Norman Doidge, Wie das Gehirn heilt – Neueste Erkenntnisse aus der Neurowissenschaft
Übersetzt von Carl Freytag, Campus, Frankfurt /New York 2015, 477 Seiten, 29,99 Euro
Das Gehirn - ein plastisches Organ
Mit Wärmeimpulsen, Lichtstrahlen und ganz einfachen Bewegungen ist es möglich, dem Gehirn zu helfen, sich zu regenerieren - so die Überzeugung des Psychiaters Norman Doidge. In seinem neuen Werk beschreibt er, wie sich das Gehirn selbst heilen kann.
Bei schweren Verletzungen des Gehirns oder chronischen Nervenkrankheiten wie Parkinson oder Multiple Sklerose können Neurologen ihren Patienten wenig Hoffnung machen. Allerdings nutzt die moderne Medizin bis heute kaum die die Möglichkeiten zur Selbstheilung des Gehirns, beklagt der kanadische Psychiater Norman Doidge.

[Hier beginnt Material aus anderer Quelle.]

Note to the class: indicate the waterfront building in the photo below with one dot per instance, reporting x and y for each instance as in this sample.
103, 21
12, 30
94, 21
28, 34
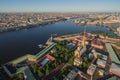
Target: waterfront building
101, 72
118, 30
97, 44
115, 69
112, 53
79, 51
77, 61
71, 75
101, 63
91, 69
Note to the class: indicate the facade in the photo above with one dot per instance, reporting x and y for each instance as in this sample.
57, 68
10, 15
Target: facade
77, 61
101, 63
115, 69
91, 69
118, 30
71, 75
97, 44
112, 53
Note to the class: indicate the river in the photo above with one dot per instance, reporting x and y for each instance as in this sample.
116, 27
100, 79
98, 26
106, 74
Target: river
18, 43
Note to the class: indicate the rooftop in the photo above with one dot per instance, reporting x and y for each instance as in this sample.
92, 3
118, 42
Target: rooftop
112, 53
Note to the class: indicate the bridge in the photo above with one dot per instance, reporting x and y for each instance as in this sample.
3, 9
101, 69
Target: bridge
41, 53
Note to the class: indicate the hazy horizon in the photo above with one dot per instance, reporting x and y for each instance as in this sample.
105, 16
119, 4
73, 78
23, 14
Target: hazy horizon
59, 6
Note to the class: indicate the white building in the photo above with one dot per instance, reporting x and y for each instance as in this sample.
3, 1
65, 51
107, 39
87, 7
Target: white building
101, 63
91, 69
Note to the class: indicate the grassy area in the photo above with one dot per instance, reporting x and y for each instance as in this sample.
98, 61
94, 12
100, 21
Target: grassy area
118, 43
117, 52
62, 55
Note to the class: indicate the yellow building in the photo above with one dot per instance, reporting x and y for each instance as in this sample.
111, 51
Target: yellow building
118, 30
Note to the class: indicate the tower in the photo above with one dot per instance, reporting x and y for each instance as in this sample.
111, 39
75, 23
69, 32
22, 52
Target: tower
83, 40
51, 38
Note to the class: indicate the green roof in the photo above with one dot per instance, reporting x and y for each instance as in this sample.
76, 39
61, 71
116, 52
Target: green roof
27, 72
112, 53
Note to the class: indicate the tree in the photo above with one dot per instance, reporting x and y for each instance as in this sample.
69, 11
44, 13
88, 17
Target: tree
35, 68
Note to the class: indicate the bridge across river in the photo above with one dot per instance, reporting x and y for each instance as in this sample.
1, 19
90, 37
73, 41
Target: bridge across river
41, 53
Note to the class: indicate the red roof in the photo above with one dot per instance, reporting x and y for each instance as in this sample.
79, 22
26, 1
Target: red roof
50, 57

Sein zweites Buch zum Thema "Selbstheilung des Gehirns" überzeugt durch exakte Beobachtungen und viele Fakten. Der Schreibstil erinnert an den kürzlich verstorbenen Neurologen Oliver Sacks, den er mehrfach zitiert. Im Unterschied zu Sacks belässt Norman Doidge es jedoch nicht bei der Beschreibung der Patienten. Ihm geht es um Heilverfahren, die seiner Meinung nach bislang vernachlässigt wurden.
Wie schon in seinem ersten Buch "Neustart im Kopf" wendet er sich gegen die verbreitete Ansicht, das Gehirn sei eine Art fest verdrahteter Computer. Vielmehr betrachtet er das Gehirn als plastisches Organ, das nicht durch Zellen oder Operationen repariert werden muss, sondern sich selbst heilen kann, wenn es die Gelegenheit dazu erhält. Um seine Leser zu überzeugen, stellt Doidge viele Menschen vor, die als unheilbar krank galten, denen es aber gelungen ist ihre Krankheit zu besiegen oder wenigsten deren Fortschritt aufzuhalten oder zu verlangsamen.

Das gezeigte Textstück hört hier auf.